How is China in contention to lead the world’s most lucrative and prestigious consumer goods market, one long dominated by American, European, Japanese and South Korean nameplates? The answer is a unique combination of industrial policy, protectionism and homegrown competitive dynamism. Western policy makers and business leaders are better prepared for the first two than the third.
Start with industrial policy—the use of government resources to help favoured sectors. China has practiced industrial policy for decades. While it’s finding increased favour even in the U.S., the concept remains controversial. Governments have a poor record of identifying winning technologies and often end up subsidising inferior and wasteful capacity, including in China.
But in the case of EVs, Chinese industrial policy had a couple of things going for it. First, governments around the world saw climate change as an enduring threat that would require decade-long interventions to transition away from fossil fuels. China bet correctly that in transportation, the transition would favour electric vehicles.
In 2009, China started handing out generous subsidies to buyers of EVs. Public procurement of taxis and buses was targeted to electric vehicles, rechargers were subsidised, and provincial governments stumped up capital for lithium mining and refining for EV batteries. In 2020 NIO, at the time an aspiring challenger to Tesla, avoided bankruptcy thanks to a government-led bailout.
While industrial policy guaranteed a demand for EVs, protectionism ensured those EVs would be made in China, by Chinese companies. To qualify for subsidies, cars had to be domestically made, although foreign brands did qualify. They also had to have batteries made by Chinese companies, giving Chinese national champions like Contemporary Amperex Technology and BYD an advantage over then-market leaders from Japan and South Korea.
To sell in China, foreign automakers had to abide by conditions intended to upgrade the local industry’s skills.
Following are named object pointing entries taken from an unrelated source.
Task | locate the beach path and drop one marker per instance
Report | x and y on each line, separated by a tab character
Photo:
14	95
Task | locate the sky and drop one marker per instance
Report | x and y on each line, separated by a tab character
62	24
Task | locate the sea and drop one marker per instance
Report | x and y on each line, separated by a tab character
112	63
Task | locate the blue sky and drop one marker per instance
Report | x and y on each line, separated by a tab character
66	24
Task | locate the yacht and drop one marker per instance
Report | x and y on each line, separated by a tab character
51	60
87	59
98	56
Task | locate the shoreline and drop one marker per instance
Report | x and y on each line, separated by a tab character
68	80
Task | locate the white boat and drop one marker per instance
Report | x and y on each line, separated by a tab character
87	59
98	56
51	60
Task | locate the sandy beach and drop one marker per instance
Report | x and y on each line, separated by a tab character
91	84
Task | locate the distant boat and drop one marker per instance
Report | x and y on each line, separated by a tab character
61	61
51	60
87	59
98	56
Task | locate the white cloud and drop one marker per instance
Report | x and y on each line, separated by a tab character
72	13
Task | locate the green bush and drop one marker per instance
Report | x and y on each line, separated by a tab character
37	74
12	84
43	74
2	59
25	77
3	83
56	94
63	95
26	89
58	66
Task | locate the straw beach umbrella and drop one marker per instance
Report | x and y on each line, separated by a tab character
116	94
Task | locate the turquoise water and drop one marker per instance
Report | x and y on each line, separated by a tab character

State-owned Guangzhou Automobile Group developed the manufacturing know-how necessary to become a player in EVs thanks to joint ventures with Toyota and Honda, said Gregor Sebastian, an analyst at Germany’s Mercator Institute for China Studies.
Despite all that government support, sales of EVs remained weak until 2019, when China let Tesla open a wholly owned factory in Shanghai. “It took this catalyst…to boost interest and increase the level of competitiveness of the local Chinese makers,” said Tu Le, managing director of Sino Auto Insights, a research service specialising in the Chinese auto industry.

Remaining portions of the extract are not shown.